A bill that would eliminate an ATM disclosure requirement passed the House last week, but will have to return before becoming law, thanks to a new package created in the Senate Tuesday.
The new bill, S. 3394, was introduced by Senate Banking Committee Chairman Tim Johnson (D-S.D.) and Ranking Member Richard Shelby (R-Ala.), and combines the repeal of the ATM placard disclosure requirement with a provision that would require the Consumer Financial Protection Bureau to keep confidential sensitive data provided by financial institutions.
“Our staff, working with the ATM coalition, has had numerous conversations with committee staff and other senators' staff with the aim of having this legislation fast-tracked through the Senate by unanimous consent. We are very pleased with the response from senators and our thanks to Chairman Johnson for his specific efforts,” said CUNA spokesman Pat Keefe.

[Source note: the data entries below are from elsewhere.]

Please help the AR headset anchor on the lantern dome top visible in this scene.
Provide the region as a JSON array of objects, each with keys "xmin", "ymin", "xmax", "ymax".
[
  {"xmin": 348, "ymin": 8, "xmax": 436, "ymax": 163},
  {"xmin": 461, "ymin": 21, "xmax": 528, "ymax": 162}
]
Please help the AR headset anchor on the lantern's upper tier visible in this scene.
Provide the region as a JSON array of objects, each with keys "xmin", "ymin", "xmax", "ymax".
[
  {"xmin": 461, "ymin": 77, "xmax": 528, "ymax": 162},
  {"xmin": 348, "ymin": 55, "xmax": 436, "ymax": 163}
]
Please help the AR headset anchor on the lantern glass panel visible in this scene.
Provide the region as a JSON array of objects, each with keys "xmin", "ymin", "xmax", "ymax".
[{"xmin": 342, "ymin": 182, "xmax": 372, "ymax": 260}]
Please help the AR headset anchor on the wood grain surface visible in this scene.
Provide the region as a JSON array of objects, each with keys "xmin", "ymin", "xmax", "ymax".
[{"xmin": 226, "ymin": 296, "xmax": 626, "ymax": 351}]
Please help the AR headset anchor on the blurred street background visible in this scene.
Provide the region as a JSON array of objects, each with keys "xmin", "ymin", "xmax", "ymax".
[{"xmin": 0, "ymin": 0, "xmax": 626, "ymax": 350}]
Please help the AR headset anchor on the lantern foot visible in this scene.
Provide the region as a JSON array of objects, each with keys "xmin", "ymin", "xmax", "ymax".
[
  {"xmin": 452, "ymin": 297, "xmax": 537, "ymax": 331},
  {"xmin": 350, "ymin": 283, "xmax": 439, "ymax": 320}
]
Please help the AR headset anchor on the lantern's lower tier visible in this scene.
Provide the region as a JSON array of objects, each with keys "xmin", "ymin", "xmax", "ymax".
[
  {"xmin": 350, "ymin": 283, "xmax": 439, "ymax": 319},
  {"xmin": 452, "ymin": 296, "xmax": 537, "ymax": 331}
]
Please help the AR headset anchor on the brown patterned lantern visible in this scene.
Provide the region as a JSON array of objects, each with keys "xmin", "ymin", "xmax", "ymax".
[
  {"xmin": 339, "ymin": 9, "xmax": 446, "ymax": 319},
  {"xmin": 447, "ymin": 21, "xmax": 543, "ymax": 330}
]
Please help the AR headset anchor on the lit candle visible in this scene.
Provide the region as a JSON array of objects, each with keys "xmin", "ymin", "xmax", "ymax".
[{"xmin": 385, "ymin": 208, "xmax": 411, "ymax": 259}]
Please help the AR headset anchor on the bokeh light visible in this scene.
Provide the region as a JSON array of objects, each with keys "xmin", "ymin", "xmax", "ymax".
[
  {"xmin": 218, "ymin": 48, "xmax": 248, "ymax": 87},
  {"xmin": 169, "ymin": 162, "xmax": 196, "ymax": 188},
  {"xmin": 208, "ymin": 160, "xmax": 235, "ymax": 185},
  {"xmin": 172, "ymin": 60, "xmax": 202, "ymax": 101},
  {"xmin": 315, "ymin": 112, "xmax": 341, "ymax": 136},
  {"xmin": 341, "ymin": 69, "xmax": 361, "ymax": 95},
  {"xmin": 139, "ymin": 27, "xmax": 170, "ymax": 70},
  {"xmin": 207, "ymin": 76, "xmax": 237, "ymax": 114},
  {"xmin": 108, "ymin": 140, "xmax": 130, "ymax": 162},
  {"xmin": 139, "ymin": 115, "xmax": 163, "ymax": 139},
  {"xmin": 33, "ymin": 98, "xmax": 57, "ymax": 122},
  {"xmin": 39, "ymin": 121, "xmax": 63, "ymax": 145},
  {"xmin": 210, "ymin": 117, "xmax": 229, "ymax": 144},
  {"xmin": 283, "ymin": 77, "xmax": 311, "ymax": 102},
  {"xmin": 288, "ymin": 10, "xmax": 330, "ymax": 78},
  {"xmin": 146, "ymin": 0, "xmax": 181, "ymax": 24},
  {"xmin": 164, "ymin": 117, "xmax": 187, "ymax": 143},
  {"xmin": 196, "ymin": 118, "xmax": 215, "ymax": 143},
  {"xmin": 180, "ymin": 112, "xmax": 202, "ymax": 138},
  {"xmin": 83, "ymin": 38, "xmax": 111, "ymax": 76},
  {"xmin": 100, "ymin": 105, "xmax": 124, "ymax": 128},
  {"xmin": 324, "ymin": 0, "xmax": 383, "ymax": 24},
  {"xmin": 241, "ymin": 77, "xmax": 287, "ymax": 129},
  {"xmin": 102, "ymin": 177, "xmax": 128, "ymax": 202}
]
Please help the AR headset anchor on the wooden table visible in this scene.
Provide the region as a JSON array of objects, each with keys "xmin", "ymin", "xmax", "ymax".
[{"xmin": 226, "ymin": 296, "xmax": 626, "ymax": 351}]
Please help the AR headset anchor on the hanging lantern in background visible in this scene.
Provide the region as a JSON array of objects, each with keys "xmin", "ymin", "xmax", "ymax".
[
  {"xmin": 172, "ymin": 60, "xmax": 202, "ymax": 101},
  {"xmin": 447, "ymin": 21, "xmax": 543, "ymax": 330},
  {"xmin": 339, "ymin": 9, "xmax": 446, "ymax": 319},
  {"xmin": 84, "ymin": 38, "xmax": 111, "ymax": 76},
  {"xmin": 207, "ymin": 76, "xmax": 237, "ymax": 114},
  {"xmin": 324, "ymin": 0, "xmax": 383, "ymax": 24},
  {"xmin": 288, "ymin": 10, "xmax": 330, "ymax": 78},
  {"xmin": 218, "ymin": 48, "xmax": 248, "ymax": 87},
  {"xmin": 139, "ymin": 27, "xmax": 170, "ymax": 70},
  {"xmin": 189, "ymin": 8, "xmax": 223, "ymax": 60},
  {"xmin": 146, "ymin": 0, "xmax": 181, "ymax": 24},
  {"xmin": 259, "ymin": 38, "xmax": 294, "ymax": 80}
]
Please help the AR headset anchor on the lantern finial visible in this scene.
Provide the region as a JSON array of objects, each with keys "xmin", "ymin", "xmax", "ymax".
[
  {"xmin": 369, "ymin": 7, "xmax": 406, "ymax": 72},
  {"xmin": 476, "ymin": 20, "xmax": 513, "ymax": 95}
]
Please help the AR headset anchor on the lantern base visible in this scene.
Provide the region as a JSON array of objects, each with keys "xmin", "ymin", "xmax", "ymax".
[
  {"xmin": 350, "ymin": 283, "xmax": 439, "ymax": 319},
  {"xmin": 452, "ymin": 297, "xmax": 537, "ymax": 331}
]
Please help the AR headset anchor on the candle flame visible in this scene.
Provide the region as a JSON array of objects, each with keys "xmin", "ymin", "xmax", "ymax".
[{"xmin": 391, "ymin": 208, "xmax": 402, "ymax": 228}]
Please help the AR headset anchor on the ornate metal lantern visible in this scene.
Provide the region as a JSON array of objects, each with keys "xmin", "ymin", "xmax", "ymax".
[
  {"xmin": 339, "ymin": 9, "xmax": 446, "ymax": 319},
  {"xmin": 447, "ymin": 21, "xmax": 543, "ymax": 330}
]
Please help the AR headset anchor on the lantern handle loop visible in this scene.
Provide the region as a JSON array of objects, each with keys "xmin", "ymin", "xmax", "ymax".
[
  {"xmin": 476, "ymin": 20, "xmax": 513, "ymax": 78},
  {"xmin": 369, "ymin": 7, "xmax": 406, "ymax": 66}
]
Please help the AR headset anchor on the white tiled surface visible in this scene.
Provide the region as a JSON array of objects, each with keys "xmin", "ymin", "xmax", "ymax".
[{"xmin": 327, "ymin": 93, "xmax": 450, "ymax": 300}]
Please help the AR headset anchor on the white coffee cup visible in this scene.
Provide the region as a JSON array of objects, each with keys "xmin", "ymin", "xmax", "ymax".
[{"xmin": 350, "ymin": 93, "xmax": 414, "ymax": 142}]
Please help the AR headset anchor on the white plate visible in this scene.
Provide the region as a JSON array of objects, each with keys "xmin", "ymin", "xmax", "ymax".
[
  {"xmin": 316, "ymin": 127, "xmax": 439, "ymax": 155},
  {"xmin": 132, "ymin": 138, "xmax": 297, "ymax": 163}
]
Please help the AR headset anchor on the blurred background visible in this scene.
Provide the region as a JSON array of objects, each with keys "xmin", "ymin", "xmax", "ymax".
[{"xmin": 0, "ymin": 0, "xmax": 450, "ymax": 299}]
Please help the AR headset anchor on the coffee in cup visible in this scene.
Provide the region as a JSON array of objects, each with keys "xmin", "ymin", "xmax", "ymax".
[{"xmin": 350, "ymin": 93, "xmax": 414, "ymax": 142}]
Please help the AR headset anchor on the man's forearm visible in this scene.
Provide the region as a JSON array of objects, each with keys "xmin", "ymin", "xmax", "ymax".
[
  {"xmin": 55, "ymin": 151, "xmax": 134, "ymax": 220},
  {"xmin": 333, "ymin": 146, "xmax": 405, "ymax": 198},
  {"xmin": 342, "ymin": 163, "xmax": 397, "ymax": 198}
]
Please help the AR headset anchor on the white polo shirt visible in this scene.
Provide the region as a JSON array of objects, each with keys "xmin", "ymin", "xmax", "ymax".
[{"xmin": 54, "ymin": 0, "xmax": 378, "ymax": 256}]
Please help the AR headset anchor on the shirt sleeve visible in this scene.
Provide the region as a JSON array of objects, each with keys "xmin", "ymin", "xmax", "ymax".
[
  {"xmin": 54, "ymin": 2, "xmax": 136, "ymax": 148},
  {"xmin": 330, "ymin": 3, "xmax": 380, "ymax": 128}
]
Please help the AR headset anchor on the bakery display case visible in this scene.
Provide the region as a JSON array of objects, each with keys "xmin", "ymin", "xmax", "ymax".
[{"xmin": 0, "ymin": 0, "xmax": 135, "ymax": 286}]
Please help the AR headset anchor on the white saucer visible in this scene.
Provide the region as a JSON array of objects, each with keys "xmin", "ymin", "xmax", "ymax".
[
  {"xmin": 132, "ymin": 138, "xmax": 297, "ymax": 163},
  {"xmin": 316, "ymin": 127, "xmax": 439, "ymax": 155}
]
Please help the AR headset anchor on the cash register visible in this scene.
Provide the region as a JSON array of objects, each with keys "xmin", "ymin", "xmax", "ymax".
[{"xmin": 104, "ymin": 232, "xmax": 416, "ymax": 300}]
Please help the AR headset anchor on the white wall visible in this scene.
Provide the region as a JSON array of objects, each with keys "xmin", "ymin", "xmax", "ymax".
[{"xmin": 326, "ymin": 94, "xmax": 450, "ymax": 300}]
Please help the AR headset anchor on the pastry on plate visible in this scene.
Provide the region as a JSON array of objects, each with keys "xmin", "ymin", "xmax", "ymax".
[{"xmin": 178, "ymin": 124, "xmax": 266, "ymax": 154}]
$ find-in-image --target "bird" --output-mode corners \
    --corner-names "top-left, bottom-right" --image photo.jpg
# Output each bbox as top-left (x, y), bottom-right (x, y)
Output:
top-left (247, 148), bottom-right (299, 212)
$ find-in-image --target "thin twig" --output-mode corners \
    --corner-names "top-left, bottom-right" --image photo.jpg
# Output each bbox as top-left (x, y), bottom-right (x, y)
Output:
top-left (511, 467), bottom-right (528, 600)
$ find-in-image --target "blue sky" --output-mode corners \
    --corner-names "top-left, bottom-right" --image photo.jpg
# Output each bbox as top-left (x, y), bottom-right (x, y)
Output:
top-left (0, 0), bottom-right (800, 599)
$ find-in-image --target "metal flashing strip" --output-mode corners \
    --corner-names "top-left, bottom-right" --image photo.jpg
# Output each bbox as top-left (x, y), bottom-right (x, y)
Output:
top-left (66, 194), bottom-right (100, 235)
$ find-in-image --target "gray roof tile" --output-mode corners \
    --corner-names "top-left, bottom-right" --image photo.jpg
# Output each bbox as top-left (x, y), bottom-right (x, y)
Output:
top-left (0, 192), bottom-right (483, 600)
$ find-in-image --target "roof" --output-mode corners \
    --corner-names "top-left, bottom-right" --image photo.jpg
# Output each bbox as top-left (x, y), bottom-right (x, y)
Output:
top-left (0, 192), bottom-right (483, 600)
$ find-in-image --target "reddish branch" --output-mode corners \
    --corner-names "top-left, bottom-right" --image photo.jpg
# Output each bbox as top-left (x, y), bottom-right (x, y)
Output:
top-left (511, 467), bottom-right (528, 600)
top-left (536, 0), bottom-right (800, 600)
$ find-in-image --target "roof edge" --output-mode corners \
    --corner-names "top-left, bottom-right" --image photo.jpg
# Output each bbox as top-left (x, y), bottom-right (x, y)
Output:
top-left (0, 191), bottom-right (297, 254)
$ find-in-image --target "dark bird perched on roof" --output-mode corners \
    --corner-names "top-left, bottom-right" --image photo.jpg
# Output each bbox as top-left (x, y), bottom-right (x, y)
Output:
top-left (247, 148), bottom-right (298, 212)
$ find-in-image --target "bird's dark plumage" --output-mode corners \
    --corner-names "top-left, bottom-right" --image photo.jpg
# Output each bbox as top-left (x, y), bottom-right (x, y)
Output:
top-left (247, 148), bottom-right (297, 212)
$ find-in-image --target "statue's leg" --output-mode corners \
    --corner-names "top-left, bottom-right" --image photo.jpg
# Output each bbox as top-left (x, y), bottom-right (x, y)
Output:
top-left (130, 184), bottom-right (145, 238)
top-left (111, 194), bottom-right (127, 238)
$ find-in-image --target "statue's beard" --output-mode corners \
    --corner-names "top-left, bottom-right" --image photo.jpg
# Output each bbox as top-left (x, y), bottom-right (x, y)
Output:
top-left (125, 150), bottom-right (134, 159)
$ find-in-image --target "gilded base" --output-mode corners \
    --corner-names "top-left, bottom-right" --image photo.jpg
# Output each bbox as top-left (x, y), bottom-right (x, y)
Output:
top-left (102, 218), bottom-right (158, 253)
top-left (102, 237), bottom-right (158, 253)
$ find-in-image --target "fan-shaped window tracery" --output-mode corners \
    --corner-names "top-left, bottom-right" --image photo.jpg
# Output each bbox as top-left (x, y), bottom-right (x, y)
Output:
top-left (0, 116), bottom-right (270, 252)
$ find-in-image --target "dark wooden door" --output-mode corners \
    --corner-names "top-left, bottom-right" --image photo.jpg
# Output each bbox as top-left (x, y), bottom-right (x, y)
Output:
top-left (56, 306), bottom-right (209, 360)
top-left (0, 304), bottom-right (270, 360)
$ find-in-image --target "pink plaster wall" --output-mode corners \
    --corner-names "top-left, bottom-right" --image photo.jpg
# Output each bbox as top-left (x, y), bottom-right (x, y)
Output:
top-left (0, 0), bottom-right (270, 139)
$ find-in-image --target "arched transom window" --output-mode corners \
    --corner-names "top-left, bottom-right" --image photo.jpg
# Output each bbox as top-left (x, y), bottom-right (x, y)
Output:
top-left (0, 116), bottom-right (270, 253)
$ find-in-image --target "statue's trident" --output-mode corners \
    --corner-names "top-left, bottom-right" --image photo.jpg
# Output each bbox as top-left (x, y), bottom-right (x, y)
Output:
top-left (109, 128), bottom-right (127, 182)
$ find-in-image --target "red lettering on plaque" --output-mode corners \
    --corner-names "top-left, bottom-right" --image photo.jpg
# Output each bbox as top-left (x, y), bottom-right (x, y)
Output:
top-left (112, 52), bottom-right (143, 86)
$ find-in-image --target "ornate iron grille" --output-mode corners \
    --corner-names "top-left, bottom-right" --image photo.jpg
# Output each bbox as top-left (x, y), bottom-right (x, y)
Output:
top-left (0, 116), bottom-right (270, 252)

If the bill passes the Senate, it would have to return to the House for approval before advancing to the White House. However, according to a NAFCU release, because the House has already passed both the ATM fix and CFPB provision, odds are good it would pass again.
“The hope is that this new bill can be moved by unanimous consent in coming days,” said Brad Thaler, NAFCU’s vice president of legislative affairs.
Under current law, ATM operators are required to post a placard that discloses transaction fees to members, in addition to a separate electronic disclosure. This redundant regulatory requirement has created lawsuits when individuals remove or vandalize the sign and consequently sue.
The legislation would still require ATMs to maintain the on-screen notice about fees and provide consumers with the ability to decline those fees and terminate the transaction.
John McKechnie, a partner at Total Spectrum, a Washington consulting firm, said the CFPB provision was “caught up in the undertow” of bureau controversy this past spring, but the new combined bill “represents a good faith effort to break any impasse over CFPB.”
“The fact that you have the top Democrat and Republican on the Senate Banking committee is a very encouraging sign,” he said.